When You Want to Have An Important Discussion with Your Boss – A Role Play
by Executive Coach Mary Lee Gannon, ACC, CAE
Mary Lee helps leaders be respected, advance at the executive level and prioritize well-being without being so overworked they don't connect with the people who matter. Get her free career training at www.MaryLeeGannon.com
Often, I see clients put off important discussions with their bosses because they aren’t really sure how to structure them and fear they may come off as expecting too much and eventually feel rejected. This is unwise. A little preparation can earn you respect and what you want.
How to prepare for the meeting:
1. Ask for a specific meeting date/time. This will underscore its importance. Don’t have the discussion after another meeting or as a sidebar conversation. Label the meeting something that is important to the organization – not yourself: ABC Company Priorities and (Your Department).
2. What’s the goal? This meeting is not a discussion. You are not mind mapping here. It is a negotiation. Know what you want to occur by the end of the meeting: i.e., I will now spend my time working on important projects, not things that are randomly assigned to me. I have an idea on how to minimize those things and who is more appropriate to do them.
3. Know your home base. Don’t let them pull you into left and right field. You are aiming for a home run. Home base is the point you will keep going back to when the conversation goes in different directions: i.e., “How am I bringing the most value possible in meeting our strategic priorities?”
4. Have your boss’ back with power and respect. Get your boss to say yes and share their thoughts: i.e., “What are your thoughts?” “Would you agree?” “What do you think about that?” “So what do you think is realistic?” “Help me prioritize…”
You: Thanks for meeting with me. I want to talk to you about our priorities.
You: I understand with the recent cutbacks we have competing priorities on our table. I’d like to talk to you about how to prioritize for the maximum impact. What are your thoughts about that?
Manager: That sounds very sensible.
You: Would you agree that the purpose of our work is to increase our revenues?
Manager: Definitely. That’s big part of our roles.
You: Yes, that’s the reason why I want to suggest I dedicate about 70% of my time to complete the (XXX) project, because that will ensure that our goal is met on time and our division leader is satisfied as are our customers. What do you think about that? (Notice this says nothing about how you feel about doing ‘busy work’ and not liking what you are doing. It also shoots high on the percentage because it will surely come down form there.)
Manager: I hear what you’re saying but I’m not sure that 70% is realistic, because there’s too much other work to do, and too many other priorities to consider.
You: So, what do you think is a realistic allocation of my time for this project?
Manager: At the moment, maximum 10% of your time per week can go towards that. There are too many other things on the table right now.
You: Help me prioritize.
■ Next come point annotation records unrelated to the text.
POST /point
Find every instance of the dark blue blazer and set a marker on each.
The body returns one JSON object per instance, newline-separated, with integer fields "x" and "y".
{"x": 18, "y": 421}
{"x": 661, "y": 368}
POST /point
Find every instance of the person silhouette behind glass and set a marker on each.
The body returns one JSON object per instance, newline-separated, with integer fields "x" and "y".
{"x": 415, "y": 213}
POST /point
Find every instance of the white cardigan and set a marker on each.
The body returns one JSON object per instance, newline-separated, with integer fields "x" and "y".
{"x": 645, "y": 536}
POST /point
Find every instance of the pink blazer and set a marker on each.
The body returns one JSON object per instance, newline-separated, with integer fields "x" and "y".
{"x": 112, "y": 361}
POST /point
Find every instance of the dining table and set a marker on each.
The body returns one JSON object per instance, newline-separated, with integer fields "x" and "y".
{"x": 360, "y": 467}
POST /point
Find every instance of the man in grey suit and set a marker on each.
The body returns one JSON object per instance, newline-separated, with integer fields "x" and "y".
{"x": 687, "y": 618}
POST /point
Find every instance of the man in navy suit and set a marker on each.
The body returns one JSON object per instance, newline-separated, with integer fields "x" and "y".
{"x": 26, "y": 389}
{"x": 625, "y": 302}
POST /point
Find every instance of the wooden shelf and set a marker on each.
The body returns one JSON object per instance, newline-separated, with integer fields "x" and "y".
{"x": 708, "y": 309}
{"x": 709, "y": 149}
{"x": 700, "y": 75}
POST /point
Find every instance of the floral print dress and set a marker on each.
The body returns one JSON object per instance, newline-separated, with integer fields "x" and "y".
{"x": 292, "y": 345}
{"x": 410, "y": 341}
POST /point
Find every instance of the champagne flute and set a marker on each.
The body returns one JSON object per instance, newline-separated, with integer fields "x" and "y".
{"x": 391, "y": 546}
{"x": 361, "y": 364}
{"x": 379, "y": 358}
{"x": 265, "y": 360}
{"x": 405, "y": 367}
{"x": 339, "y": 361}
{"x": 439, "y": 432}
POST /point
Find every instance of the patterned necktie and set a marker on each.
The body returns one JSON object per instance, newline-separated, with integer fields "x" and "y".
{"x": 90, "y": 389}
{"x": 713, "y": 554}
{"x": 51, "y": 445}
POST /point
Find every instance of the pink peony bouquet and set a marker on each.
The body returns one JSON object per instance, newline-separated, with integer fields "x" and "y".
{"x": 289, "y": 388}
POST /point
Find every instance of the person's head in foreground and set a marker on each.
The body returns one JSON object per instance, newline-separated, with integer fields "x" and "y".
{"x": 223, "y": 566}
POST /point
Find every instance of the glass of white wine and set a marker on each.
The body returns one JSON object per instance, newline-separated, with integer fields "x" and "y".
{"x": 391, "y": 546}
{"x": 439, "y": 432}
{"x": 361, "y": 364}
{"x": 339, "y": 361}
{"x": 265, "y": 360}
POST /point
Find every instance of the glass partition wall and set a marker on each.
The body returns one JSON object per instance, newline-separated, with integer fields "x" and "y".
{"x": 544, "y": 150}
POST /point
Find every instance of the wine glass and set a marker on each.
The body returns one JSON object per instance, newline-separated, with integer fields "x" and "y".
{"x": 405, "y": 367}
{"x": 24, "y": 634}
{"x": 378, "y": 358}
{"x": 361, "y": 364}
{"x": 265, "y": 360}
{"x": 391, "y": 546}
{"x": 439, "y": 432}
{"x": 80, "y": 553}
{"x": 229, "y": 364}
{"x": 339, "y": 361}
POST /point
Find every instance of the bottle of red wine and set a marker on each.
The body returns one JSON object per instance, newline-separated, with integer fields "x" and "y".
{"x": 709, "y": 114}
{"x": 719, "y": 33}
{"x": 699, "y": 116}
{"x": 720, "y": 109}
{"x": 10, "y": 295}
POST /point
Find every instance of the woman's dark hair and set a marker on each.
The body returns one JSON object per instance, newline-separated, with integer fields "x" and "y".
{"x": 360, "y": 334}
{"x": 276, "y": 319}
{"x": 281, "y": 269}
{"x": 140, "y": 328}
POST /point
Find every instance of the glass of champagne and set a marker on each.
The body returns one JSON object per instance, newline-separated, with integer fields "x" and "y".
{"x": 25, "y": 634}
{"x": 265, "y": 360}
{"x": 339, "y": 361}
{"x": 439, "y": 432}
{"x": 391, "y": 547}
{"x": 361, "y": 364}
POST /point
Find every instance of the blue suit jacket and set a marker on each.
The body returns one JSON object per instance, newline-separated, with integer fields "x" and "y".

What of the things on the table right now is the most important in your eyes?
Manager: In my eyes, we have a particular project that is running at the moment that is very important that has been laid down from the top. It’s going to be the pillar project for our company. At the moment no one's been assigned to manage it, and we need you to manage it.
You: Okay, I just want to better understand the perspective of the folks at the top. What do you suppose was the reason they believe this should be the pivotal project?
Manager: That is a very good question. I don’t know. I’d have to ask my manager.
You: I have a suggestion. Would you be open to it?
You: In order for me to do a good job well, I really need to understand the reason why I’m doing something. That’s the reason why I’d like to ask if you’d let me sit in on the next meeting with the CTO to discuss this particular project.
Manager: That sounds very reasonable.
You: I’d appreciate that. That would really help me understand why this pillar project is higher priority than the integration project.
Manager: that makes a lot of sense. Let’s get it on the books.
Here's the takeaway:
1. Prioritization IS a negotiation. It brings clarity and concreteness to what should happen moving forward.
2. Your boss will appreciate your presence, candor, respect and prioritization of what is best for the team and organization.
3. It positively positions your leadership brand and impact focus.